Figure 3.

Cxcl-12 is mainly produced by tumor-associated macrophages in colon tumors. (A) Chronic colon inflammation was induced by 2.5% DSS administration in the drinking water for 5 days, every 21 days for a total of 5 cycles. 10 mg/kg AOM was intraperitoneally administered at the start of the treatment to generate colon tumors. Macrophages were immunodepleted with anti-CSFR1 once weekly from day 68 to the end of the protocol.
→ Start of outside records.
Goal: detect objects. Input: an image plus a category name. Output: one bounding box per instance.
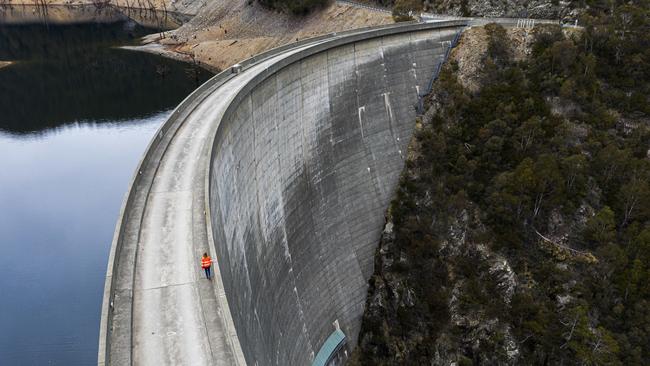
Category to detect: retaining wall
[209,22,462,365]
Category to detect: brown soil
[146,0,393,69]
[0,0,393,70]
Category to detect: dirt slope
[148,0,393,69]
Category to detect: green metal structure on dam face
[99,21,466,365]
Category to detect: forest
[351,1,650,365]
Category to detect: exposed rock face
[425,0,571,19]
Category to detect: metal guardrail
[97,21,466,366]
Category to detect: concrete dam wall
[98,21,466,366]
[208,24,460,365]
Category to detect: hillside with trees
[351,1,650,365]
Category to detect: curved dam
[98,21,465,365]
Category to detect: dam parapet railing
[98,20,467,366]
[205,20,467,364]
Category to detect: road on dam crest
[98,21,465,365]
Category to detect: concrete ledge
[98,21,465,365]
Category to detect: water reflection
[0,22,209,134]
[0,20,213,366]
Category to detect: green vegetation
[393,0,422,22]
[258,0,331,15]
[352,1,650,365]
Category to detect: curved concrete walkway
[98,18,572,365]
[132,41,332,365]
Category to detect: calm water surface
[0,23,209,365]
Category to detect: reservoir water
[0,21,210,366]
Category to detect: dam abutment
[208,24,460,365]
[98,21,466,365]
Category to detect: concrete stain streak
[102,23,463,366]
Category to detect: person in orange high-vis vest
[201,253,212,279]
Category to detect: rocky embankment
[145,0,393,70]
[351,14,650,365]
[0,0,393,71]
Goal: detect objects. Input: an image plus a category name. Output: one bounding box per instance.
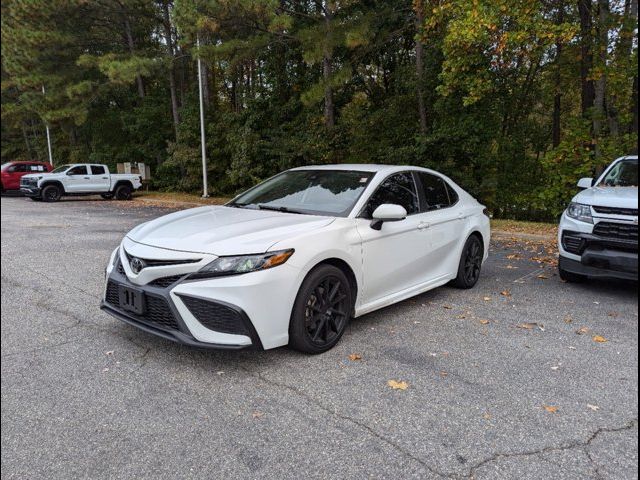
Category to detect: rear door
[64,165,91,193]
[418,172,465,278]
[87,165,111,193]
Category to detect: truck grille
[593,207,638,217]
[180,295,249,335]
[105,280,180,330]
[20,177,38,187]
[593,222,638,242]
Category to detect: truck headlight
[567,202,593,223]
[189,249,294,279]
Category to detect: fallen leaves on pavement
[387,380,409,390]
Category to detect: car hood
[127,206,335,256]
[573,187,638,208]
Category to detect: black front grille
[105,280,180,330]
[180,295,249,335]
[148,275,184,288]
[593,222,638,242]
[593,207,638,217]
[562,232,585,255]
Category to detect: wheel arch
[40,180,66,193]
[111,180,135,193]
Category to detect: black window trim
[355,170,424,220]
[415,170,460,213]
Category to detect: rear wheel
[42,185,62,202]
[289,265,353,354]
[115,185,133,200]
[453,235,484,289]
[558,267,587,283]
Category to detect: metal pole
[42,85,53,166]
[196,35,209,198]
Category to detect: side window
[363,172,419,218]
[444,182,460,205]
[9,163,28,173]
[67,165,87,175]
[420,172,455,211]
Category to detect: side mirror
[371,203,407,230]
[578,178,595,190]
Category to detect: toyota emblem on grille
[129,257,147,275]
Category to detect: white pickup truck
[20,163,142,202]
[558,155,638,282]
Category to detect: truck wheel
[42,185,62,202]
[115,185,132,200]
[558,268,587,283]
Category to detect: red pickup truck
[0,161,53,193]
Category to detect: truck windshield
[227,170,374,217]
[600,159,638,187]
[51,165,71,173]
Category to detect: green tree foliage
[2,0,638,219]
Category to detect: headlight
[189,249,294,279]
[567,202,593,223]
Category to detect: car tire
[42,185,62,202]
[452,235,484,289]
[558,267,587,283]
[114,185,133,200]
[289,265,353,354]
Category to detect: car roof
[291,163,429,173]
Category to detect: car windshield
[227,170,374,217]
[51,165,71,173]
[600,159,638,187]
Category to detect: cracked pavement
[1,197,638,479]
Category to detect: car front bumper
[558,213,638,280]
[101,239,301,349]
[20,185,42,197]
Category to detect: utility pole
[196,35,209,198]
[42,85,53,166]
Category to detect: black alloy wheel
[454,235,484,288]
[42,185,62,202]
[289,265,353,353]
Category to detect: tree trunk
[322,1,336,130]
[552,0,564,148]
[415,0,428,135]
[593,0,609,158]
[162,1,180,139]
[578,0,595,118]
[124,15,144,98]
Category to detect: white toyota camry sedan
[101,165,490,353]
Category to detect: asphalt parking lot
[1,197,638,479]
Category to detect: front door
[64,165,90,193]
[87,165,111,193]
[357,172,427,303]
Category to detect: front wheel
[289,265,353,354]
[42,185,62,202]
[453,235,484,289]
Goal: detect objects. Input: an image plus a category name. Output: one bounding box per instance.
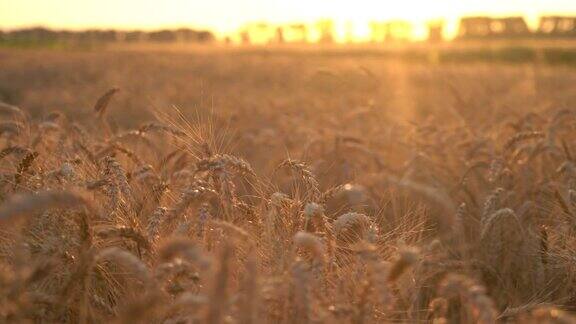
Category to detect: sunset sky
[0,0,576,38]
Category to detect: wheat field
[0,49,576,324]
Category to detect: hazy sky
[0,0,576,32]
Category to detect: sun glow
[0,0,576,43]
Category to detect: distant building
[458,17,531,39]
[538,16,576,37]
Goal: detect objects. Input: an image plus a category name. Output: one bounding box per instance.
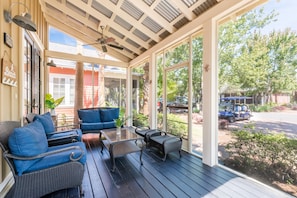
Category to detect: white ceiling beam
[47,16,134,62]
[68,0,150,49]
[100,0,161,42]
[131,0,176,33]
[189,0,207,11]
[168,0,196,21]
[45,0,143,54]
[45,50,128,67]
[129,0,258,65]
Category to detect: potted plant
[44,93,64,115]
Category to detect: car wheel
[228,117,235,123]
[167,107,171,113]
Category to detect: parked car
[157,96,195,113]
[219,97,252,123]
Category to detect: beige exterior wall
[0,0,47,186]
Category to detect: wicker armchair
[0,121,85,198]
[26,113,82,146]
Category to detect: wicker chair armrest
[55,124,79,130]
[135,126,151,132]
[5,146,85,161]
[163,137,182,145]
[47,129,79,135]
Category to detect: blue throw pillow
[100,108,120,122]
[77,109,101,123]
[8,120,48,175]
[34,112,55,133]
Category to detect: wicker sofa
[77,107,120,133]
[0,121,86,198]
[26,112,82,146]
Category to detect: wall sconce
[4,2,36,32]
[46,60,57,67]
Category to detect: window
[49,75,75,106]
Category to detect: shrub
[224,128,297,184]
[158,113,188,138]
[133,111,149,127]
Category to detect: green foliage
[158,113,188,139]
[219,9,297,102]
[114,108,130,127]
[44,93,64,109]
[133,111,149,127]
[224,126,297,184]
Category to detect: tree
[219,9,297,102]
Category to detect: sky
[259,0,297,32]
[50,0,297,46]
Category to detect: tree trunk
[73,62,84,124]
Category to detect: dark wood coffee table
[100,127,143,171]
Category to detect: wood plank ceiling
[39,0,222,62]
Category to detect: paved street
[231,110,297,138]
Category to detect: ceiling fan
[83,26,124,52]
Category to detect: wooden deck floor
[46,136,290,198]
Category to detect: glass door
[23,32,41,117]
[163,65,191,151]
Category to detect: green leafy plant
[114,109,130,128]
[44,93,64,109]
[224,126,297,185]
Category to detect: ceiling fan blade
[107,44,124,50]
[105,37,115,43]
[102,45,107,52]
[82,42,99,46]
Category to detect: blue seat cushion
[77,109,101,123]
[47,129,82,141]
[103,121,116,129]
[8,120,48,175]
[25,142,87,173]
[100,108,120,122]
[80,122,104,131]
[33,112,55,133]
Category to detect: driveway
[230,110,297,138]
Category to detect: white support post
[149,53,157,129]
[202,19,218,166]
[125,67,133,126]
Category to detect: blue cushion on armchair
[26,142,87,172]
[77,109,101,123]
[8,120,48,175]
[34,112,55,133]
[100,108,120,122]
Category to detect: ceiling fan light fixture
[4,2,37,32]
[46,60,57,67]
[102,45,107,52]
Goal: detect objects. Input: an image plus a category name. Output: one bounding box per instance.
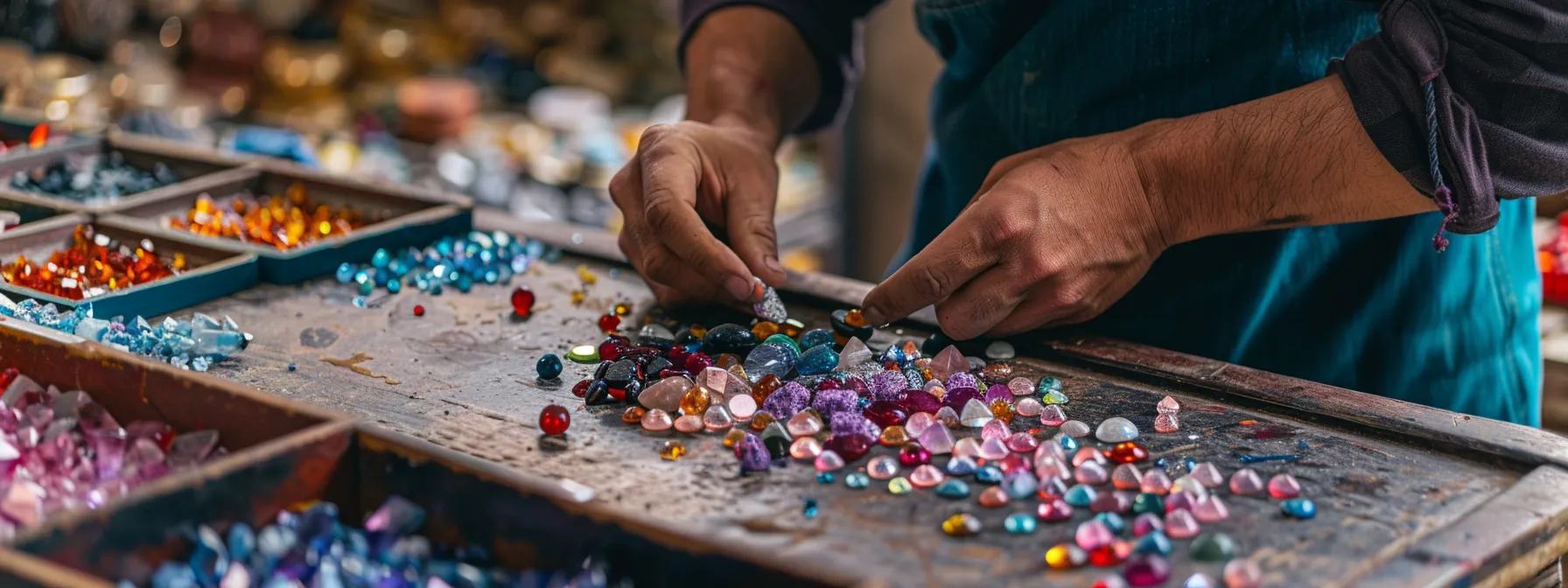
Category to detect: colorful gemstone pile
[131,495,607,588]
[335,230,560,299]
[166,182,381,251]
[0,368,228,539]
[0,224,185,299]
[11,150,180,202]
[0,301,251,372]
[545,311,1315,586]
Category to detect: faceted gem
[1172,533,1237,562]
[1165,509,1198,539]
[947,456,980,475]
[643,408,675,431]
[539,404,572,434]
[942,513,980,536]
[887,477,914,494]
[1279,499,1317,519]
[1035,499,1073,522]
[511,285,535,318]
[909,464,947,487]
[1061,485,1097,508]
[1269,473,1301,499]
[1046,542,1088,569]
[865,455,899,480]
[1121,554,1172,586]
[1223,560,1264,588]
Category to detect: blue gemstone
[1132,531,1172,555]
[1061,485,1097,507]
[1002,513,1037,535]
[976,466,1002,485]
[1279,499,1317,519]
[936,479,969,499]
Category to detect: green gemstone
[1192,533,1236,562]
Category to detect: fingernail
[724,276,760,303]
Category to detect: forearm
[685,6,820,146]
[1126,77,1436,245]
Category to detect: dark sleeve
[681,0,881,133]
[1331,0,1568,244]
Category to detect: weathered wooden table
[183,212,1568,586]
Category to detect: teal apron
[899,0,1542,426]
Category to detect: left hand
[861,133,1170,340]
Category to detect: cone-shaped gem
[1269,473,1301,499]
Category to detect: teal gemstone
[1132,531,1172,555]
[795,345,839,376]
[1095,513,1127,535]
[976,466,1002,485]
[1279,499,1317,519]
[1002,513,1037,535]
[1061,485,1097,507]
[936,479,969,499]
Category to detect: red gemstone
[539,404,572,434]
[511,285,533,318]
[599,312,621,332]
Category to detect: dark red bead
[511,285,533,318]
[539,404,572,434]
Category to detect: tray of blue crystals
[103,160,473,284]
[0,214,256,317]
[4,424,859,588]
[0,133,245,212]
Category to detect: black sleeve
[681,0,881,132]
[1331,0,1568,249]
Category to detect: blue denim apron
[897,0,1542,426]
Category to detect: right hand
[610,121,784,304]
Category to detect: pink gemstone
[1035,497,1072,530]
[1269,473,1301,499]
[1231,467,1264,495]
[1132,513,1165,536]
[1192,495,1231,522]
[1165,509,1198,539]
[1073,461,1110,486]
[1138,469,1172,495]
[1073,519,1116,552]
[1006,431,1040,453]
[909,464,947,487]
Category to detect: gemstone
[942,513,980,536]
[1223,560,1264,588]
[539,404,572,434]
[1035,499,1073,522]
[1279,499,1317,519]
[865,455,899,480]
[1172,533,1237,562]
[1046,542,1088,569]
[1165,509,1198,539]
[1121,554,1172,586]
[1061,485,1097,508]
[1269,473,1301,499]
[1073,461,1110,486]
[676,414,703,433]
[643,408,675,431]
[887,477,914,494]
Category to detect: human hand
[610,121,784,304]
[861,135,1170,340]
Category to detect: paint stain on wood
[321,351,402,386]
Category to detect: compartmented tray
[0,214,256,317]
[0,424,847,586]
[113,160,473,284]
[0,133,248,214]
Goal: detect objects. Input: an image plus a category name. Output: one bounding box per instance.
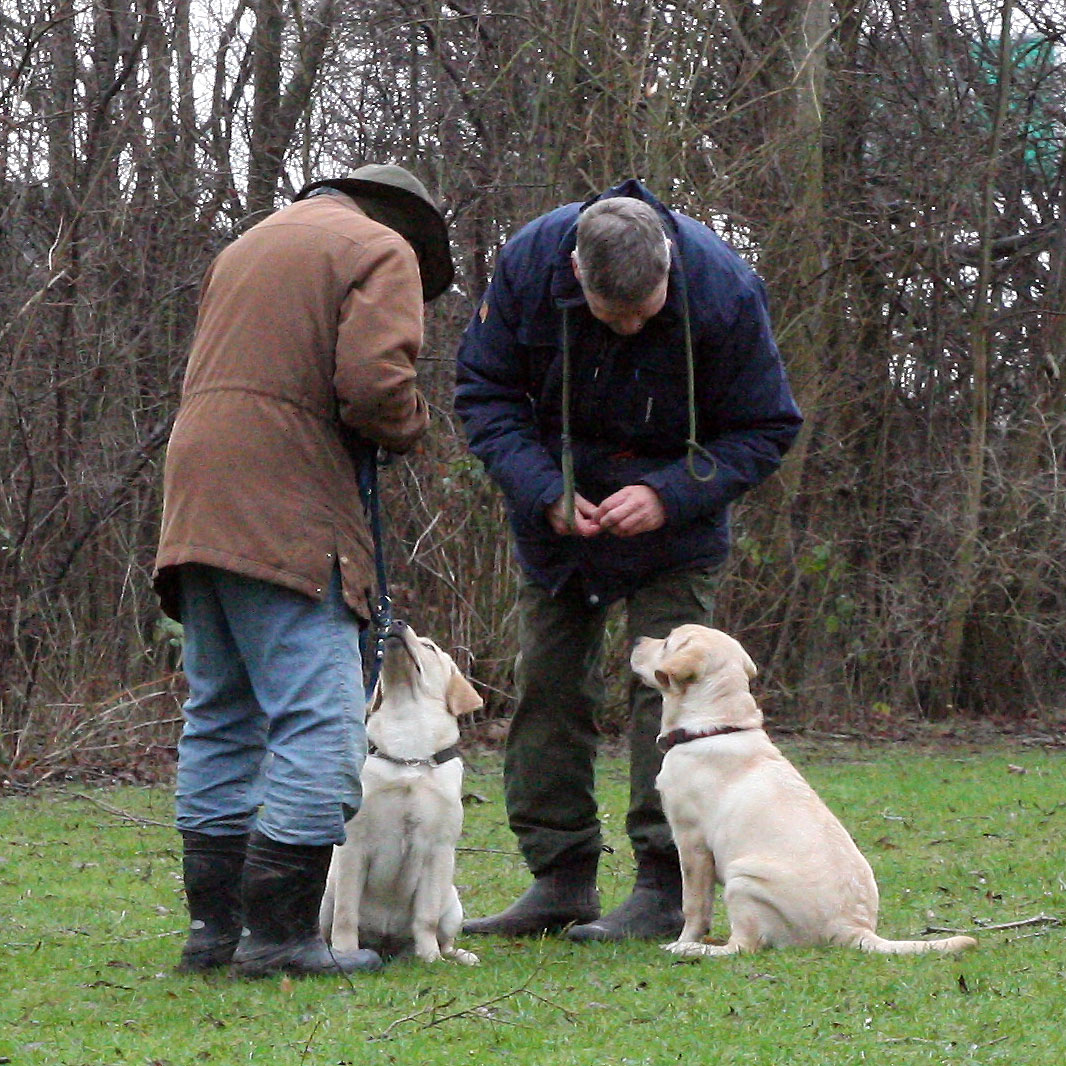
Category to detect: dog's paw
[662,940,707,963]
IgG was used as isotype control. (B) Representative pictures from distal colons portions from IgG controls (left) and macrophage-depleted (right) mice at the time of tumor evaluation. Note the smaller tumor size in macrophage-depleted mice. Scale bar 5mm. (C) All tumors in all of the mice (6 mice total per group) were blindly counted under the dissecting microscope and tumor areas quantified using ImageJ. (D) Representative pictures of macrophage marker F4/80, M2 marker Arginase-1 and blood vessels marker CD31 detected by immunohistochemistry on macrophage-depleted and corresponding isotype controls. Stained slides were scanned, and positive cells were automated counted within tumor areas using the positive pixel or nuclei positive algorithm in ImageScope. Strong positive counts were normalized by area of tumor analyzed in mm². Each data point reflects a single quantified tumor area from all tumors in all mice within the same treatment group. Scale bar 300 µm. (E) Representative pictures of angiogenic factors immunodetection on macrophage-depleted mice and corresponding isotype controls. Scanned pictures were analyzed as in (D) Scale bar 300µm *p-value < 0.05; ***p-value < 0.001; ****p-value < 0.0001; ns, not significant. Student’s t test.